An assessment tool without limitations

The P to I was developed after a lengthy search for an assessment tool that could provide us with a comprehensive understanding of our students’ current level of adaptive functioning. There are a large number of adaptive life skills assessments to choose from (the Adaptive Behavior Assessment System, the Scales of Independent Behavior – Revised, Vineland Adaptive Behavior Scales and others), but every inventory we looked at had limitations or problems.

The primary problem we faced was that these inventories all seemed to target a more challenged population. The tools focused on very simple life skills our students had mastered long ago. The other problem was that these inventories missed a very important set of skills related to “Giving.” Giving skills allow each of our students to feel connected to something larger, enabling them to appreciate a more complex and full perspective of the world around them. Given these limitations, our only choice was to develop a tool that more specifically addressed our students’ specific needs and our program’s mission.

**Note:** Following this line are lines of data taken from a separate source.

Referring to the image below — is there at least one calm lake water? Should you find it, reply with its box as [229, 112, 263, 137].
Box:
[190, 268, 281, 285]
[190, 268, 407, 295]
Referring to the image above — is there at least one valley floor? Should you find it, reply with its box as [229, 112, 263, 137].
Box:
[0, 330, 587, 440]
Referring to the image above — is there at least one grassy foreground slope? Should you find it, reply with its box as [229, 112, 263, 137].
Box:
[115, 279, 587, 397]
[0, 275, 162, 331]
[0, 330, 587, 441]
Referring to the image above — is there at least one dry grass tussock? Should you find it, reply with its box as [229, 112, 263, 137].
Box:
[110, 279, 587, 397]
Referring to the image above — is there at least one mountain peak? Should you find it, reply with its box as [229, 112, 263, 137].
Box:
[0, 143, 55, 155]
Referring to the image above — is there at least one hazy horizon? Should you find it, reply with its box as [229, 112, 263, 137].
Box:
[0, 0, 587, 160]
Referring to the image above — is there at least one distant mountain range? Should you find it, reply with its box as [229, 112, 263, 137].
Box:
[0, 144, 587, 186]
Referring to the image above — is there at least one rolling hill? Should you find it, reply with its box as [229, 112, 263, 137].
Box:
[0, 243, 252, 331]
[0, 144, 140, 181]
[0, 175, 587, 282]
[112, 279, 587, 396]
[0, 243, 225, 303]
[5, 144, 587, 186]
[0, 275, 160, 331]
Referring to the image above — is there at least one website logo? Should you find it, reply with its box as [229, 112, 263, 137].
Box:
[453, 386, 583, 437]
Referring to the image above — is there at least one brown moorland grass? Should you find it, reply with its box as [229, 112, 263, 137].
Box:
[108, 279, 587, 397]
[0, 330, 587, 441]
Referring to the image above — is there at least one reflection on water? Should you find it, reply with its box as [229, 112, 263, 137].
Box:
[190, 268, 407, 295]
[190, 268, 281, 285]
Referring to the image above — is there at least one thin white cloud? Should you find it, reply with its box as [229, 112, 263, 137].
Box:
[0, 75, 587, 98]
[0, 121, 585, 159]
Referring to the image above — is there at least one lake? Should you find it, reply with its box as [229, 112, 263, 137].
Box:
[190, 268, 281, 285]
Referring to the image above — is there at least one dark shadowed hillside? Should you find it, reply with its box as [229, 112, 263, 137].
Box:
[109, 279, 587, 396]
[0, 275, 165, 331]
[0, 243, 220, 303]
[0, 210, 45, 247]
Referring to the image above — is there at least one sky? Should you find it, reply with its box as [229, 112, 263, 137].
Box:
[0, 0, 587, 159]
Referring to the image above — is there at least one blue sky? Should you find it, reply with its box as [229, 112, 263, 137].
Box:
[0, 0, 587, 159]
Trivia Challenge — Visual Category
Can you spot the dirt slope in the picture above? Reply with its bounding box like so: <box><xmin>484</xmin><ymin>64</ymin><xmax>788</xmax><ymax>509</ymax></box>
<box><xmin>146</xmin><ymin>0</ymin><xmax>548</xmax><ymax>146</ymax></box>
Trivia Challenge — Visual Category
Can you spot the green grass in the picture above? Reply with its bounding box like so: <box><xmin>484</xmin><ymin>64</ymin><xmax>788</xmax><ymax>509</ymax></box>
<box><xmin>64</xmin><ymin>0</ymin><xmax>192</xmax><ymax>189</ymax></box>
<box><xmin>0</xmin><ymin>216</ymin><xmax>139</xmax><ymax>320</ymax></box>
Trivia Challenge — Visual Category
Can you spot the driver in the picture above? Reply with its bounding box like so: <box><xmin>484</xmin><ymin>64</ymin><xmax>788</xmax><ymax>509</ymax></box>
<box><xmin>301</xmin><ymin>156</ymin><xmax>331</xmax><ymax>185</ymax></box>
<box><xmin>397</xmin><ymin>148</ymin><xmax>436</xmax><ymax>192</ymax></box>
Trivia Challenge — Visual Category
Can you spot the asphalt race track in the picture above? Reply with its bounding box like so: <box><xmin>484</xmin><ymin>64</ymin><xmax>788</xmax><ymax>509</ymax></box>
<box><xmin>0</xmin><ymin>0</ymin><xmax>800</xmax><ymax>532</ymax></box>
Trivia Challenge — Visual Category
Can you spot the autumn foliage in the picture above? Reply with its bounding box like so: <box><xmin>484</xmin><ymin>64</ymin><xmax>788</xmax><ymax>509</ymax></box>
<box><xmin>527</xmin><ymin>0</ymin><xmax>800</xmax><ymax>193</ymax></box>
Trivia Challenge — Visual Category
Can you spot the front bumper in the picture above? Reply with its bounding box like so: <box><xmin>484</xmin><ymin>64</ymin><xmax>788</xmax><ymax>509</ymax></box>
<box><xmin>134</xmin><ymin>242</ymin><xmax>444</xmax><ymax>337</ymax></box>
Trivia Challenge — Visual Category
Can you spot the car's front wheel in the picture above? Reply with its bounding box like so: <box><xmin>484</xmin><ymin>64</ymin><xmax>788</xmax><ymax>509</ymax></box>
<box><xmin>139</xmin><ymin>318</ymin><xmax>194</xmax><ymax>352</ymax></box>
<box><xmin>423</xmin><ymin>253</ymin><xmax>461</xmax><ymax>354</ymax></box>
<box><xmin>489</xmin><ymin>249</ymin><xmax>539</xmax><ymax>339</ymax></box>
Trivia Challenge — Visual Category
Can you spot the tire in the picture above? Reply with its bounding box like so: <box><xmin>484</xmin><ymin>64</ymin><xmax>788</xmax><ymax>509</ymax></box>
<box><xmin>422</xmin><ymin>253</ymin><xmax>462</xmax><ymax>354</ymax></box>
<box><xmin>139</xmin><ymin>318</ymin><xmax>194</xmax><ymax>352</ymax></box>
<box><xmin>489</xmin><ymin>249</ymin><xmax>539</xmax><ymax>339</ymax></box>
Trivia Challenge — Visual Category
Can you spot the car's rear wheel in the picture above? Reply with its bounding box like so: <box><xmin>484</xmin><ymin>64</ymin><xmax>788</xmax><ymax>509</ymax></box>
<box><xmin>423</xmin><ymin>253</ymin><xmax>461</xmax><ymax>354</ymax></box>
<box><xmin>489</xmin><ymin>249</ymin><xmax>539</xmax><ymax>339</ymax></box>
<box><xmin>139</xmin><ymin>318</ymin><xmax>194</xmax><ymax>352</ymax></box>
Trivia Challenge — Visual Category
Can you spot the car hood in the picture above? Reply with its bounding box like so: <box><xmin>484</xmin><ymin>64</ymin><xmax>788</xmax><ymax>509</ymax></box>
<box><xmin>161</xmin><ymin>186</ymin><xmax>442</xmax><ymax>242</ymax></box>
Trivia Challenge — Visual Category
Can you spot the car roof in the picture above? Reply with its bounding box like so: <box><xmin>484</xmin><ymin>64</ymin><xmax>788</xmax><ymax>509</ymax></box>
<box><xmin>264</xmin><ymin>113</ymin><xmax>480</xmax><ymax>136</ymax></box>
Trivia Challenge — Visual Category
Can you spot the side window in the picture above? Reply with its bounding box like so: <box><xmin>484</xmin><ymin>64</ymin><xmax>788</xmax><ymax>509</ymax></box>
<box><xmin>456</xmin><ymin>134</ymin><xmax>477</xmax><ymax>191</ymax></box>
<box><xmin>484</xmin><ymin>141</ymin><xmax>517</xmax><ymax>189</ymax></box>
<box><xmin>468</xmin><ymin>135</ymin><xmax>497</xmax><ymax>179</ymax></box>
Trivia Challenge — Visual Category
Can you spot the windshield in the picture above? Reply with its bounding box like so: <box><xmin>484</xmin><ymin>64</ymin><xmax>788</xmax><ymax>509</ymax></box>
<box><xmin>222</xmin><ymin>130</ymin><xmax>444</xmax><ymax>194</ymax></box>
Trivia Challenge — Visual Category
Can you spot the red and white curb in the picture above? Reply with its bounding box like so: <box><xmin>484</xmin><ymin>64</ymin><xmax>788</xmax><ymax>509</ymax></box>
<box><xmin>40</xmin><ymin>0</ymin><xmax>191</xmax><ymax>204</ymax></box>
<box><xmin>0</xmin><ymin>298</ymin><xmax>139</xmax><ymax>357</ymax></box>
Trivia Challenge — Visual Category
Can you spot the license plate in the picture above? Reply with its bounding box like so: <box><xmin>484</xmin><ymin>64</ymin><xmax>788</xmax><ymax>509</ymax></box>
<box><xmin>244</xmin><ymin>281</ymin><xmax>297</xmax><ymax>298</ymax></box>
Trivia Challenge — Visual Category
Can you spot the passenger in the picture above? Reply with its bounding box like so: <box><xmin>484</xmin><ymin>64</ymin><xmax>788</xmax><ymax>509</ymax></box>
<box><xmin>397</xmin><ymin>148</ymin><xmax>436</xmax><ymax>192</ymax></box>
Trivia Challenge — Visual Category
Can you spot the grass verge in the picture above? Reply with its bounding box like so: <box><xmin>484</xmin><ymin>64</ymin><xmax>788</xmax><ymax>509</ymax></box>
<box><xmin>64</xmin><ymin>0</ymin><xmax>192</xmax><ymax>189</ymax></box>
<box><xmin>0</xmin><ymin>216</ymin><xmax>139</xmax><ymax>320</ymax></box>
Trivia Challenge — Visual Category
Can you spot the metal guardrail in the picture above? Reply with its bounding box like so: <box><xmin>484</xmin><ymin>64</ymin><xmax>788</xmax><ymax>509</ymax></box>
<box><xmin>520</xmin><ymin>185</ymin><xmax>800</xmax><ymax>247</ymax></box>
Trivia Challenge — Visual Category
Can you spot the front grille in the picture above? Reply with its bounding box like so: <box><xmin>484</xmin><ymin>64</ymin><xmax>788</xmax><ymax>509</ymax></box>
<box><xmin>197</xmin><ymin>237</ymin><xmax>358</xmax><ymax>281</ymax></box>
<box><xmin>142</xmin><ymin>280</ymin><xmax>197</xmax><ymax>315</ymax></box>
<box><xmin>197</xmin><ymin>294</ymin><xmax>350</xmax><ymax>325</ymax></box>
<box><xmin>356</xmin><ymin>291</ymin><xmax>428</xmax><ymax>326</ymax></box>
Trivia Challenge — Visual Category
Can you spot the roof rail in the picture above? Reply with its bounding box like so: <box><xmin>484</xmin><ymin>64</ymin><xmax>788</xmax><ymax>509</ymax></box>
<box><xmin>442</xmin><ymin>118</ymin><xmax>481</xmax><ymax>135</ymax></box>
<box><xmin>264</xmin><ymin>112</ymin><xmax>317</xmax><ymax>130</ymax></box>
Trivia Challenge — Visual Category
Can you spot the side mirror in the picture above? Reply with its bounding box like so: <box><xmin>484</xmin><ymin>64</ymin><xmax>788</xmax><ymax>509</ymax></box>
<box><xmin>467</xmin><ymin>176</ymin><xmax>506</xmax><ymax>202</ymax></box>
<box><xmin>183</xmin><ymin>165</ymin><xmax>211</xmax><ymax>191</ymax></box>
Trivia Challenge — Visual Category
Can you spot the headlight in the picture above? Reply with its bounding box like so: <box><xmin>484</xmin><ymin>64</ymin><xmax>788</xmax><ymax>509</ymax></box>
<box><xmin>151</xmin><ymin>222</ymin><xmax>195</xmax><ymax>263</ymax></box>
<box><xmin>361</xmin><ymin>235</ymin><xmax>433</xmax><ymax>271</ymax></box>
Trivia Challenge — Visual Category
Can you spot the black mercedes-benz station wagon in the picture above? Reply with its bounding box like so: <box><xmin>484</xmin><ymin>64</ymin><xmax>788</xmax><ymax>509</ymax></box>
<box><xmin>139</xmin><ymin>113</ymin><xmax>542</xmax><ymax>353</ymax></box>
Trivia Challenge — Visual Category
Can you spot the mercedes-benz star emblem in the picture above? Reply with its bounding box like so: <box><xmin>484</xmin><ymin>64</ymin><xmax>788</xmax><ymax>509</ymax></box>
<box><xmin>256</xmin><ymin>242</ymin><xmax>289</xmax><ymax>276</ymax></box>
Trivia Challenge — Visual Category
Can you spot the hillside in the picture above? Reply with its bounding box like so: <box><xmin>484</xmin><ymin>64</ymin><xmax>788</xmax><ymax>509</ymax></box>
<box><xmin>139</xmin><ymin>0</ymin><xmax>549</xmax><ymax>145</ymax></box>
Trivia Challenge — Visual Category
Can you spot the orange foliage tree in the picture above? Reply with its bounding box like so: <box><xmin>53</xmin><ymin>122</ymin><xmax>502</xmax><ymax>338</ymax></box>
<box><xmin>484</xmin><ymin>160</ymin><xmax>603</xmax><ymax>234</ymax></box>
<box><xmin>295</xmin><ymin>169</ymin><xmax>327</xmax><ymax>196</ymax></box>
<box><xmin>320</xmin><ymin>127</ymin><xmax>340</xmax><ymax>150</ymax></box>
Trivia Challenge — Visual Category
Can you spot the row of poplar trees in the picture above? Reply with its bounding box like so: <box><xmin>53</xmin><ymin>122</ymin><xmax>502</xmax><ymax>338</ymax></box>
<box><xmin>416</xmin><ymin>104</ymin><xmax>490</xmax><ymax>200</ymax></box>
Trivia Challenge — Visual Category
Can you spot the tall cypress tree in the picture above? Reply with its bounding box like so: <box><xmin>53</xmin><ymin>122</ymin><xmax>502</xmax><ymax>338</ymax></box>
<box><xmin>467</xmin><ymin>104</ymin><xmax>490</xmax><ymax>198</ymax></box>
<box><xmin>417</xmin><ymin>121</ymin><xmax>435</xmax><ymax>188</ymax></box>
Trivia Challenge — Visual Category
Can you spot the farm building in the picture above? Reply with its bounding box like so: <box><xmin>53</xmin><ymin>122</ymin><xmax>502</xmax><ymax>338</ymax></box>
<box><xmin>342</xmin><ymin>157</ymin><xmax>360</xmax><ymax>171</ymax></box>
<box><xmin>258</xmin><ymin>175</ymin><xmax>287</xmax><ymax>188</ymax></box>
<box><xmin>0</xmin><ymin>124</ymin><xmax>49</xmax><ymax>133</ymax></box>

Adaptive skills for college life and beyond

The P to I was developed after an exhaustive review of the current research on adaptive skills. Simply put, adaptive skills demonstrate the ability of a person to match skills to their current environment and to change their behavior to fit the specific demands of any situation or task. The goal of an adaptive skills assessment is to determine the skill sets that are needed to address the situations or tasks students face in their daily lives.

Given that our students have a college focus, with the intent of establishing a successful career and a happy life after obtaining their degree, we needed to identify those skills that were necessary to help them achieve this goal. Not a simple task.

The research indicates that adaptive skills can generally be broken down into ten specific areas: communication, self-care, social, community use, self-direction, health/safety, functional academics, home living, leisure and work (Harrison & Boney, 199). By using these adaptive skill areas and our students’ general level of functioning as a guide, we were able to identify more than 100 specific behaviors/skills needed to successfully and independently learn, live, give and engage (our four guiding principles).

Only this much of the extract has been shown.